2 β‡’ +1 β‡’ 3 β‡’ 11 β‡’ 011
3 β‡’ +1 β‡’ 4 β‡’ 100 β‡’ 00100
4 β‡’ +1 β‡’ 5 β‡’ 101 β‡’ 00101
5 β‡’ +1 β‡’ 6 β‡’ 110 β‡’ 00110
6 β‡’ +1 β‡’ 7 β‡’ 111 β‡’ 00111
7 β‡’ +1 = 8 β‡’ 1000 β‡’ 0001000
...

1 is added to the number if encoding a 0 is necessary, since otherwise encoding it would take 0 bits. The prefix is just the amount of bits after the most significant non-zero bit for the integer, minus one, encoded as a sequence of zeroes. This encoding doesn't have any interesting properties about it and is simple to naΓ―vely decode.

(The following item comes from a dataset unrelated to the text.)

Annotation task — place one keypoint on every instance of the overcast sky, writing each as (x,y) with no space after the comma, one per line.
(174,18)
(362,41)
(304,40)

Signed exp-Golomb codes are just the same as above, only an additional bit is appended at the end to signal a sign. By universal convention, 1 encodes a negative number, and 0 encodes a positive number. The bit is not signalled if the number is 0.

Interleaved exp-Golomb codes take the same amount of bits to encode as regular Golomb, however on a first glance they are very different:

0 β‡’ +1 β‡’ 1 β‡’ 1 β‡’ 1
1 β‡’ +1 β‡’ 2 β‡’ 10 β‡’ 001
2 β‡’ +1 β‡’ 3 β‡’ 11 β‡’ 011
3 β‡’ +1 β‡’ 4 β‡’ 100 β‡’ 00001
4 β‡’ +1 β‡’ 5 β‡’ 101 β‡’ 00011
5 β‡’ +1 β‡’ 6 β‡’ 110 β‡’ 01001
6 β‡’ +1 β‡’ 7 β‡’ 111 β‡’ 01011
7 β‡’ +1 = 8 β‡’ 1000 β‡’ 0000001
...

As the number of bits hasn't changed, and there are still the same amount of zeroes as in normal exp-Golomb codes, the prefix is still there. Its just interleaved, where every odd bit (except the last one) is a 0, while every even bit encodes the integer. The reason why it looks so different is that with this coding scheme, coding the very first non-zero bit is unnecessary, hence its implicitly set to 1 when decoding.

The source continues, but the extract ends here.